デジタルがフィジカルを模倣するというのではなく,フィジカルなモノがそこにあり,その動きがアナログデータとして連続的に記録されているように,デジタルデータがそこにあるものとして考える.もちろん,デジタルとアナログは違うけれど,デジタルがアナログのようなフィジカルな世界との連続性を保持したデータのあり方を模倣しだしているのではないだろうか.

 私たちはこの触知性の時代に対応してきました.コンピュータの歴史を見ると以前は動かすための手順がいくつもありました.操作には様々な知識が必要だったため,多くの人とって遠い存在でした.しかし,この20〜30年の間に最初は間接操作だった多くの手順が省かれました.個人が直接扱えるものに近付いたのです.そして,現在,コンテンツに直接アクセスできるよう全手順を省こうとしています.コンピュータと感じなくなる魔法の要素です.自然界の延長のように感じ始めるのです.つまり,インターフェイスと人とのつながりは,これまでよりも古代の形に近付いたのです.

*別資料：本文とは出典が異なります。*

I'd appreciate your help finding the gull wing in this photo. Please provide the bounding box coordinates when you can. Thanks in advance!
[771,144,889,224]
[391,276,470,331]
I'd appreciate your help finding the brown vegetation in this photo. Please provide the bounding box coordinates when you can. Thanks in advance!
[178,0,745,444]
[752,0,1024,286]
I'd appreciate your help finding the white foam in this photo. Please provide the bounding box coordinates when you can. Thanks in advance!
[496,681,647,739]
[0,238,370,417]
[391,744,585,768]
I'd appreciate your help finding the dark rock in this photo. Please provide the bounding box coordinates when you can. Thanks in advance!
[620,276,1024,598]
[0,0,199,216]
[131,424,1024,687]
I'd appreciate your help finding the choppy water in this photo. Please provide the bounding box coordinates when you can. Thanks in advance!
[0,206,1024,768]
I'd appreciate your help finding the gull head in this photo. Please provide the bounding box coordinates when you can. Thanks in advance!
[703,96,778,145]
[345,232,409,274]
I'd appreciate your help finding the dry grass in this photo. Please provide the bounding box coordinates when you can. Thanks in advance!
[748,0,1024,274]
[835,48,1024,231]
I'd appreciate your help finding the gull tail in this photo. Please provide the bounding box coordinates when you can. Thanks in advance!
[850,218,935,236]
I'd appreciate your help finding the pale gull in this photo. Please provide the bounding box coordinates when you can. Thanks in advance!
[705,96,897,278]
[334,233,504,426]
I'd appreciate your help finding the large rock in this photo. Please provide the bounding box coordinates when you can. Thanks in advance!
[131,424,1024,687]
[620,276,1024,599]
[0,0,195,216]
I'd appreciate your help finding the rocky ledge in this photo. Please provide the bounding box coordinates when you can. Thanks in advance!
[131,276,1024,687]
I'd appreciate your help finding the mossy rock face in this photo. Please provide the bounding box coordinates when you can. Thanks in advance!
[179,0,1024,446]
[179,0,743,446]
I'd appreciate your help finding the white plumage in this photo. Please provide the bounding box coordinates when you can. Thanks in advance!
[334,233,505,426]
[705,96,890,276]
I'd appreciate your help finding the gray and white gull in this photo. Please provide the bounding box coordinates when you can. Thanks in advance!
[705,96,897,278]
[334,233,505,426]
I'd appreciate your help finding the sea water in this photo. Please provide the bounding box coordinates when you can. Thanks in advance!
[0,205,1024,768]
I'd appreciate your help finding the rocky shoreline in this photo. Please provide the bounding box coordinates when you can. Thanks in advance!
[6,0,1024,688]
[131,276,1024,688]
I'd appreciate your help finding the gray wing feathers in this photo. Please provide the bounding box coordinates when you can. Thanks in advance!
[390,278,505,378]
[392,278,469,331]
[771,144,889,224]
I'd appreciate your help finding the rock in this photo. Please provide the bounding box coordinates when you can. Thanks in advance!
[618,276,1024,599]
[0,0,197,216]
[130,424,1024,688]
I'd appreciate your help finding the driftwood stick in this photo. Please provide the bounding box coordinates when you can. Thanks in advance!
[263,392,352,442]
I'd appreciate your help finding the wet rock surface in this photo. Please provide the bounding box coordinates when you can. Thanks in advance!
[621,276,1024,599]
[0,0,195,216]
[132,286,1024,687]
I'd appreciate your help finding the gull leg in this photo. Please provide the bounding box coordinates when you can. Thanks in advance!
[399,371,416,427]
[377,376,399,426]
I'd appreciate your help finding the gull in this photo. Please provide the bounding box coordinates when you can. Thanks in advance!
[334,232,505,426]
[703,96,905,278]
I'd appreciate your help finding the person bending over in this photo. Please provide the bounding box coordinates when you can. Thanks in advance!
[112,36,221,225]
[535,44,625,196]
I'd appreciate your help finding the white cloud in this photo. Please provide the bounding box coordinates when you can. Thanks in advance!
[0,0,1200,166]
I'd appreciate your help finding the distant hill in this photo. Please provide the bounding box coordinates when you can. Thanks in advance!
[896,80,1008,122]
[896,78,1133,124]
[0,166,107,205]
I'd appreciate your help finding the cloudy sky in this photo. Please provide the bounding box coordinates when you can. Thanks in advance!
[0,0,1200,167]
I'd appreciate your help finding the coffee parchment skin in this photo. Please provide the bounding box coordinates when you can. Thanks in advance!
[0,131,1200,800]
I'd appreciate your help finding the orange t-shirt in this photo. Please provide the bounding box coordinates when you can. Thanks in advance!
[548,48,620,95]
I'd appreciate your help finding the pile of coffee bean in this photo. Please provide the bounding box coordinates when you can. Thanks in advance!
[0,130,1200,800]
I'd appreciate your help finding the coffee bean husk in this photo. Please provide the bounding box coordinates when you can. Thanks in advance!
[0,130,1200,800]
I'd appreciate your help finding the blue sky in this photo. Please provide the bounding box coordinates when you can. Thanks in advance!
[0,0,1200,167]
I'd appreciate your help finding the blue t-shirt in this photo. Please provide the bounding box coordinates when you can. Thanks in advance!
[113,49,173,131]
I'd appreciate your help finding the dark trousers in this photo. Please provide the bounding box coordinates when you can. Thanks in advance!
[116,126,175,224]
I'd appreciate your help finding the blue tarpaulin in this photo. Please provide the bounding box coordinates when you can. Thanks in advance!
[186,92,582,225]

フィジカルの延長としてデジタルがただそこに存在するものとして見なすこと.デジタルをアナログのようにフィジカルとの連続性のなかにあると見なすこと.デジタルデータに対する態度の変化が起こっている.デジタルデータへの態度の変化が,インタラクションを構成する「行為」と「表象」とを一つの波🌊の表面で向かい合わせながら,練り上げられて,その奥に「波自体🌊としてのマテリアル」をつくり出していく.